Britons Feeling Rootless

In National Geographic, Simon Worrall (whom I think it is safe to guess is British and white) reports on Matthew Engel (whom I also think it is safe to guess is British and white) and the longing for the England of yesteryear (“Britons Feeling Rootless After Changes to England’s Historic Counties“):

When award-winning Financial Times columnist (and cricket guru) Matthew Engel told his friends and family he was going to visit each of England’s 39 historic counties and write about them, they thought he’d taken leave of his senses. Three years later, he finished up the last county, fittingly the one where he lives, Herefordshire. Engel’s England is the story of that journey, a quirky and deeply researched take on the unique geography and social history of England’s counties—and the historical continuities that link them.

From the Q&A:

The book opens with you trying to explain to your son the complexities of national identity. Is he British or English? From the U.K. or G.B.? It’s something that perplexes all foreigners. Enlighten us.

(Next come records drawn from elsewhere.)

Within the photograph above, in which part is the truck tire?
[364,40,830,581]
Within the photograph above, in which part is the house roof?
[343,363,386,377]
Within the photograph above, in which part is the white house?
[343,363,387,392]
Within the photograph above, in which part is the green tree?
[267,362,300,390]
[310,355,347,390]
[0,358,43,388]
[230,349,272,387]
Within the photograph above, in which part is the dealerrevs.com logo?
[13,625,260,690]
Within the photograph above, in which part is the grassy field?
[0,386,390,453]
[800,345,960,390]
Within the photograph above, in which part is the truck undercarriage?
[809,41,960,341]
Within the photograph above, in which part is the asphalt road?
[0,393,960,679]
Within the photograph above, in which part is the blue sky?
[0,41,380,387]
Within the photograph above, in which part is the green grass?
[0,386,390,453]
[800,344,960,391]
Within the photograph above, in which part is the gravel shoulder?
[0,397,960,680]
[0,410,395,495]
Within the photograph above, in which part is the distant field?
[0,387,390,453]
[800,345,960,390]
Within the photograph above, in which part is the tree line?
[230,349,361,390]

There’s no country quite as complex as this one. If you’re British, you didn’t even know which letter to look under on the drop-down menu on the Internet. Are we U for United Kingdom? B for Britain? Or E for England? It’s one of these things that the British don’t even think about, any more than they think about the fact that this is the only country that doesn’t have its name on its stamps.

But it’s become incredibly topical as the United Kingdom came within a few percentage points of breakup. The Scottish thought about it. The English have done their utmost not to think about it. But what’s suddenly become politically important since the Scots narrowly voted not to separate is the question of English nationalism. Up to now it’s only been a negative—a way of not being Scottish or Welsh or Irish. Which is why I’ve always believed in the county as something smaller that you can feel attached to.

Like everything in Britain, the concept of a county is a very ancient one. So tell us a bit about the history.

The English counties have an extraordinarily long history. One county, Kent, we know dates back to Julius Caesar and may well be older than that. Essex is at least 1,500 years old. And all the other historic counties date back at least to medieval times.

I firmly believe that these counties are immensely important in giving people an identity—both a self-identity and a way of being known. You can say to anyone in England the names Devon or Lancashire or Yorkshire, and they will immediately have a picture of where you’re talking about.

In that sense, it’s like an American state. When you say Indiana or California, everyone knows what kind of state you are talking about, where it is roughly and its characteristics, even if they’ve never been to the place. What the counties don’t have compared to the states is any kind of political power. Everything in this country is pretty much run from London

We think of counties like Cornwall or Yorkshire as traditionally English. But of course Britain today is a nation of immigrants, and immigration has transformed many counties. Tell us about Leicestershire.

Up until the 1970s, Leicester, which is the county town, was an almost completely white city. Today it’s on the verge of becoming majority non-white. This was a particular kind of immigration: Asians forced out of East Africa in the early 1970s by the dictator Idi Amin. The Asians were the traders in East Africa. So the white colonial masters didn’t like them, and the Africans didn’t like them, either. Under Amin, life became intolerable for them, and the British had to accept their post-imperial responsibilities to rescue these people. They were a particular type of immigrant. They were entrepreneurial, they spoke good English, they often had money salted away, and they had skills. So they became extremely successful, in many cases setting up major businesses.

In other parts of the country, like the cotton towns in Lancashire, where large numbers of Pakistanis were brought in from rural Pakistan, with no English and very few skills, you have a very depressed situation and, one feels, just beneath the surface, a very bad-tempered one. In Leicester there are residual tensions, but it’s been much easier to reach an accommodation.